I had been going all along on the assumption that this part of Speech Motivations would work:

[code]audience is a plural-named person. The printed name of audience is “anyone who can hear”.

For printing the name of audience when someone is among the audience: say “[the list of people who are among the audience]”

For finding an interlocutor for someone (called actor) (this is the address the whole audience rule):
let np be the number of people who are among the audience;
if np is 0:
if exclaiming something to:
now the interlocutor of the actor is the actor;
otherwise:
if the actor is the player, say “There’s no one here to talk to.”;
now the interlocutor of the actor is nothing;
rule succeeds;
if np is not 1:
now the interlocutor of the actor is the audience;
if the actor is the player, say “(addressing [the audience])”;
rule succeeds;
now the interlocutor of the actor is a random person who is among the audience;
if the actor is the player, say “(addressing [the interlocutor of the actor])”;
[/code]

Unfortunately, it doesn’t always work:

[code]Include Speech Motivations by Mike Ciul

Test is a room. Bob is a man in Test. Sue is a woman in Test.

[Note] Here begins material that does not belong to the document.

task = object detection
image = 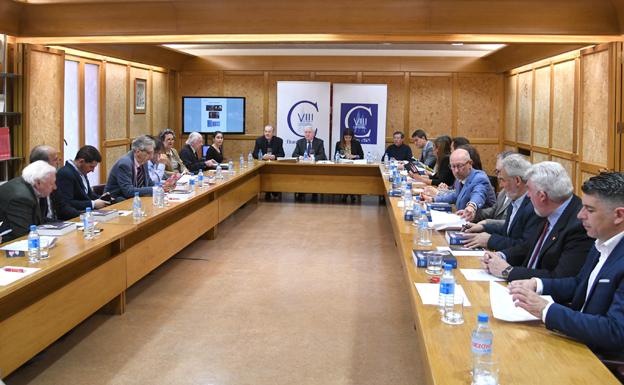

test me with “actions/t Bob/ T foo”[/code]

If you run this, you’ll see that telling the audience about Bob is no problem, but telling the audience about an unparseable thing results in the error “Those aren’t available.” - apparently referring to the audience. I think I traced this message back to the basic accessibility rule, and digging around in the I6 source, it calls a rulebook called ACCESS_RB. But I don’t know what that is. I’d like to be able to manage this using the Flexible Action Requirement extension I’m working on, but maybe I’m on the wrong track.

I suppose I could put the audience in a room (call it the Auditorium) and then use a rule for reaching inside the auditorium. Or move the audience to the location whenever it’s the interlocutor. But both of those seem pretty hacky. Can anyone help?

Hm. I’m not sure what the library is doing here. There are two ObjectIsUntouchable routines defined (for 6G60), and the one that runs ACCESS_RB (in WorldModel.i6) is the one that doesn’t get used. (The one that does, in Light.i6, runs ACCESSIBILITY_RB.)

That’s in a one-room game, so you must be doing something else.

I missed that there were two. So the basic accessibility rule runs the accessibility rulebook, no weirdness. For some reason I thought the basic accessibility rule was IN the accessibility rulebook, which would be recursive. But it’s not, it’s an action processing rule.

So I think this is all I need:

Accessibility rule when the audience is expected to respond: rule succeeds.

A recent thread about accessibility rules made me think that a successful accessibility rule would stop the action. But I guess I misunderstood.